Bin auch bei der VVD. Muss sagen, ganz gut da. Naja, einen Schaden musste ich noch nicht melden, schon gar nicht nach 2 Wochen ;-) Aber meine alte Versicherung musste ganz schön schlucken...die konnten nicht mithalten bei den Preisen. Beachte: Du hast während deiner ganzen Laufzeit die "LifeTimeGarantie" auf unerwartete Reparaturen. Siehe auch www.volkswagen.de, Rubrik Versicherung. Lohnt sich, wenn der Wagen mal älter wird...Greetz Marco

truckerschmidt

truckerschmidt

24.03.2003 18:06

klasse bericht,mfg michael

htri

htri

21.02.2003 02:07

Guter Bericht. Ich kann deinen Ärger gut verstehen. Ich habe auch schon unliebsame Erfahrungen mit dem VVD machen dürfen. Vor ein paar Jahren ist mir mal jemand ins Heck gefahren (fast 4000 DM Schaden).
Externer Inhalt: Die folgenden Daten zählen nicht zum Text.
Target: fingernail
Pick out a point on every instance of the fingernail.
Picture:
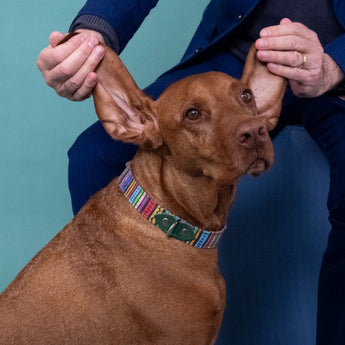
(264, 54)
(93, 42)
(99, 51)
(265, 32)
(82, 37)
(262, 43)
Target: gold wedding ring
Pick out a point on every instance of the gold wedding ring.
(304, 61)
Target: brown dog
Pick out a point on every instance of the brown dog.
(113, 277)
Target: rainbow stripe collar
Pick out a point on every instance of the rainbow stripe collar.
(172, 225)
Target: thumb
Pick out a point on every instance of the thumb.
(55, 38)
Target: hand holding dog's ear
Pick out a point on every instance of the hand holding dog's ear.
(268, 88)
(126, 112)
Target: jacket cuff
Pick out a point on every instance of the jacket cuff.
(92, 22)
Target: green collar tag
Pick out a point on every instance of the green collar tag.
(174, 227)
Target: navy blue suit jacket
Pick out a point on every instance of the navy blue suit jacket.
(219, 20)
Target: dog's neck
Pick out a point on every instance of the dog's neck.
(193, 198)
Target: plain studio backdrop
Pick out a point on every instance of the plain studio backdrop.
(278, 226)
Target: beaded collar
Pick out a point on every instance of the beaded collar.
(170, 224)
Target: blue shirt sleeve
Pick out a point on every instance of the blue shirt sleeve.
(117, 20)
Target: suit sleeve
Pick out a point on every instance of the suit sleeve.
(337, 52)
(117, 20)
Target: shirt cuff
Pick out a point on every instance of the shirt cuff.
(92, 22)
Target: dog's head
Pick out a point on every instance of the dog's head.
(210, 123)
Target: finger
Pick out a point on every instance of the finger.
(286, 28)
(85, 91)
(79, 82)
(286, 43)
(72, 64)
(53, 56)
(55, 37)
(287, 58)
(285, 21)
(293, 73)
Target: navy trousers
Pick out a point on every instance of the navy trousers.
(95, 159)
Der VVD hat alles sehr verschleppt, die Regulierung dauerte sehr lange. Man war nicht mal einverstenden, dass ich einen Mittelklassewagen als Leihwagen bekomme, obwohl das Autohaus den zum Kleinwagenpreis auslieh. Wochenlange Streitereien, Briefwechsel und Telefonate waren nötig, bis alles geklärt war.